To the extent any automated decision produces a legal or similarly significant effect on you within the meaning of Article 22 of the UK GDPR or EU GDPR, you have the right to obtain human review, to express your point of view, and to contest the decision by emailing privacy@mxtktoken.com.

15. Disclosures to government and regulators

We may disclose Personal Data to courts, regulators, law-enforcement authorities, tax authorities, sanctions authorities, or other governmental bodies when we determine, in our reasonable judgement, that disclosure is required or advisable to comply with applicable law, a binding legal process (including a subpoena, court order, or lawful regulatory request), or our internal compliance program. To the extent permitted by law, we will use reasonable efforts to notify you of such a disclosure; we have no obligation to do so where notice is prohibited or would prejudice an investigation.

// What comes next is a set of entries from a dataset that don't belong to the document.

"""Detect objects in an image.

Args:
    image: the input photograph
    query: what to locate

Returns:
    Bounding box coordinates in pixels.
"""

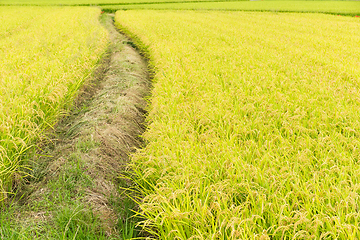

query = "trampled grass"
[0,7,108,200]
[103,1,360,15]
[116,10,360,239]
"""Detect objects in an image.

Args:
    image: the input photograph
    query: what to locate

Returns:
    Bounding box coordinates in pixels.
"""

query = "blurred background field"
[0,7,108,201]
[0,0,360,15]
[116,10,360,239]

16. Changes to this Policy

We may update this Policy from time to time to reflect changes in applicable law, our processing operations, or our sub-processor roster. The “Last updated” date above reflects the most recent revision. Material changes will be notified by a prominent banner on the Site for at least thirty (30) days following the change and, where we hold a subscription email address for you, by direct email.

17. Contact

Privacy enquiries: privacy@mxtktoken.com
Legal: legal@mxtktoken.com
Security disclosures: security@mxtktoken.com
Postal: Mertin Industries Inc., SL-55 Building, 31st Floor, Samuel Lewis Ave. & 55 East St., Obarrio, Panama City, Republic of Panama.